From the Lawrence Daily Journal-World for May 4, 1914:
- "No trace has been found of the robber who broke into the office at McCook Field and stole the gate receipts of the Kansas-Nebraska game last Friday night. Manager W. O. Hamilton said this morning that as near as he could estimate about $82 was taken. 45 or 50 silver dollars were among the loot. Hamilton had these in his pocket at one time on Friday evening, but they were so heavy he took them out and put them back in the locker. It is evident that the person who took the money was familiar with conditions and in all probability saw the money left there. It must have been some student of the university or visiting high school boy. There are two lockers in which the money might have been put. The fact that only the one containing the money was touched and the other unmolested shows that the robber knew what he wanted and where it was to be found."
- "The Water Company is at work on its two new wells. The first one was finished today and the second one will be finished tomorrow. The wells are 35 feet across, and are at a depth of 12 feet. There is a lot of water that comes into such a well and when two of them are connected it will mean a big addition to the supply of water."

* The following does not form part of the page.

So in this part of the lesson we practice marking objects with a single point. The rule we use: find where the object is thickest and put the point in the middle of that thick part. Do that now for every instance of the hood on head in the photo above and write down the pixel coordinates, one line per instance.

- "'Prospects look mighty good for a large crowd and a successful meeting,' said DeWitt C. Croissant, Extension Secretary of the University this morning in commenting on the Merchants' Week program which begins tomorrow morning. Assurances have been received from a large number of business men that they will be here, and many who have not taken the trouble to write will be on hand when the convention begins. The retail merchants of Kansas have taken to the idea of getting together to talk shop and compare ideas and are extending their thanks to the University for arranging the program. The sessions begin tomorrow morning and continue three days."
- "For a number of years John Lawson has been saying that if he ever got rich he was going to establish a home for widows. Now that talk did not amount to much so long as he was in comparatively reduced circumstances, but it is becoming seriously. He has struck it rich in Labette county. He purchased a farm near the old Bender farm and since that time oil has been struck in the vicinity and he is in a fair way to become one of the oil magnates of the country. Mr. Lawson's idea of a home is in a fair way to be realized. Now the question is will he make it a go since he is a rich man?"
- "L. H. Davidson of Glasco, president of the Red Line automobile route, is expected in Lawrence this week, and E. O. Perkins, president of the local association of benzine drivers, hopes to get a large number of them together for a trip over the proposed route between here and Topeka. This route promises to make a strong bid for the automobile traffic from Kansas City to Denver. It crosses the state in an almost direct line and is said to be singularly free of sand, the dread of all autoists.... Workmen are now at work painting the guide posts and it is expected that they will reach Lawrence before long. Between here and Topeka, three hills are being cut down at present and already a number of concrete culverts have been put in, and while the road will not be as level as the one north of the river it will avoid the sand. The Red Line has recently been adopted by the Midland Trails association as the official route through Kansas. Regarding the association, President Davidson, who is to be here this week, speaks as follows.... 'It is absolutely free of sand across Kansas and has an ideal road bed for permanent construction. It is the best marked road in the United States.... These tourists from the east will pass over ideal roads and gain a favorable and true impression of Kansas and her progressive citizens, pass through the best farm lands the sun shines on and will see why the big wheat markets of the world pay more for Kansas wheat. they all recognize Kansas oil as the best. Even the Florida real estate men claim the silt of their everglades is washed from the plains and valleys of Kansas and it will grow anything. Let us unite in showing the east what makes Kansas prosperous and that we have the best dirt roads in the world.'"
- "The first regular meeting of the city commissioners will occur tomorrow morning at nine o'clock in the council chambers. This is the first of the regular Tuesday morning meetings. When asked this morning as to what would be taken up at the session tomorrow morning, Mayor Francisco said that no regular program had been outlined, 'It will depend upon the wishes of the people of Lawrence,' said the mayor. The commissioners are trying to learn the expression of public opinion before launching any definite and radical legislation. There are a number of matters that will receive the attention of the commissioners before many days. It is thought best however to move slowly and take up one thing at a time. The commission is open to suggestion and expect an attendance of representative citizens at the meeting tomorrow morning."
- "The Y. M. C. A. will open a sort of employment bureau now that school is about to close. All high school boys wishing summer work may leave their names with H. W. Boltz, secretary of the Y. M. C. A., and all persons who want help this summer should communicate with him and he will do his best to get the parties together."